Bien que des escouades spéciales aient été créées pour réagir aux problèmes croissants de criminalité, elles ont également participé au renforcement des politiques préventives, avec notamment l’application de la loi dite « sus ». Cette loi trouve ses origines dans la loi sur le vagabondage de 1824 (The Vagrancy Act), dont les articles 4 et 6 ont interdit à toute personne de rôder dans un lieu public avec l’intention de commettre un délit, donnant à la police un droit général d’interpellation et de fouille sur la base de ses seuls doutes (suspicion en anglais, d’où l’origine du terme sus). L’application de ces lois par les Special Patrol Group s (SPG) a été considérée comme l’une des causes principales de l’hostilité des jeunes noirs qui étaient visés de façon disproportionnée, provoquant ainsi les émeutes de Brixton (au sud de Londres) en 1981713. Par conséquent, la loi a été abrogée en 1981 et la loi sur la police et la preuve criminelle de 1984 (The Police and Criminal Evidence Act) n’a autorisé l’interpellation et la fouille des personnes suspectes qu’à la condition que soit appliqué le test objectif de reasonable suspicion, c’est-à-dire que la police doit avoir des raisons plausibles de soupçonner une personne d’être responsable d’un acte criminel.

Cependant, sous l’administration néo-travailliste, une forme de loi sus est de toute apparence de retour : l’article 44 de la loi contre le terrorisme de 2000 donne à la police le pouvoir d’interpellation et de fouille pour les objets qui peuvent servir à des actes terroristes sans qu’il y ait « reasonable suspicion ». La population la plus ciblée par la police est à nouveau issue des minorités ethniques : d’après les statistiques publiées par la police de Londres, le taux d’interpellation et de fouille a augmenté de 30 % pour les noirs et de 41 % pour les Asians 714 entre 2000/01 et 2001/02715. Ce chiffre doit être comparé à une augmentation de seulement 8 % pour les blancs716. En dépit d’une pluie de critiques, l’administration néo-travailliste a proposé de se servir de son dernier projet de loi contre le terrorisme pour élargir les pouvoirs policiers afin de permettre à la police d’interpeller et de fouiller toute personne – y compris celles qui ne sont soupçonnés d’être responsables d’aucun acte criminel – et de les soumettre à un interrogatoire concernant leur identité et leurs faits et gestes717. La proposition a suscité de vives critiques de la part de Peter Hain, ministre pour l’Irlande du Nord, qui a prévenu son gouvernement que de tels pouvoirs provoqueront l’hostilité des minorités ethniques qui les considéreraient comme une réincarnation de la vielle loi sus 718.

Les questions de légitimité que soulève Peter Hain sont loin d’être nouvelles – elles font partie des préoccupations de la police britannique depuis ses débuts.
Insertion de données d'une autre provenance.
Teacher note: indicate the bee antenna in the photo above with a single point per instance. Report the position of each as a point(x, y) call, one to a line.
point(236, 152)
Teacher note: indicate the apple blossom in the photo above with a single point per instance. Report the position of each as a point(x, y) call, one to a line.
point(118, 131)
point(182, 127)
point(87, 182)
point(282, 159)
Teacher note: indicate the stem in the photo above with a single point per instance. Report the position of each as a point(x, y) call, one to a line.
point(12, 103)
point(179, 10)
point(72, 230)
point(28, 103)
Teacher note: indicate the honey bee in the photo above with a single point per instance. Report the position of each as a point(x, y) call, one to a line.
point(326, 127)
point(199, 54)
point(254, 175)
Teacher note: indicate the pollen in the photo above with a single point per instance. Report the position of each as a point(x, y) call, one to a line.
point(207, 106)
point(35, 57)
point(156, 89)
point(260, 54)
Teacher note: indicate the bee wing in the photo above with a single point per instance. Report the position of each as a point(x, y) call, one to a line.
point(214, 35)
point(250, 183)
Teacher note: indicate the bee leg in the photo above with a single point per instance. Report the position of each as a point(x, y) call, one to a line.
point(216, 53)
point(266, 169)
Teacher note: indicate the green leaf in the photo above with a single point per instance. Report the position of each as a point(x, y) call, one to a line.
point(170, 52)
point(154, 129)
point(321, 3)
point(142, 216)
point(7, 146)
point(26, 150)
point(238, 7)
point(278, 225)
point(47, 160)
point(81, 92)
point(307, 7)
C’est pourquoi, en parallèle avec les stratégies de hard policing décrites ci-dessus, ont été développées des méthodes policières plus consensuelles. Premièrement, en réponse directe à la crise que la police a traversé dans le sillage des affrontements violents des années 1970 et du début des années 1980, les autorités policières ont élaboré le concept de community policing, qui veut que la police travaille avec la collectivité et avec son consentement. John Alderson, l’ancien chef de la police du Devon et de la Cornouaille, le définissait ainsi :

‘[Community policing] is not primarily concerned with law enforcement but is concerned with social protection and the amelioration of social conditions which lead to the creation of criminogenic circumstances. It’s based on a social contract between police in an area, in a community or neighbourhood, and the people who live there 719 . ’

Cette citation est une redéfinition implicite de la fonction traditionnelle de la police : son rôle ne se limite plus au simple maintien de l’ordre, mais inclut également l’assistance sociale en consultation avec les services sociaux d’un quartier. La prévention de la criminalité devient ainsi son principe directeur. Alderson insistait sur le fait que cela ne rendait pas son contrôle plus insidieux pour autant, soulignant que le community policing ne cherchait pas à déclencher les processus pénaux, mais à empêcher que cela se produise en améliorant les conditions sociales720.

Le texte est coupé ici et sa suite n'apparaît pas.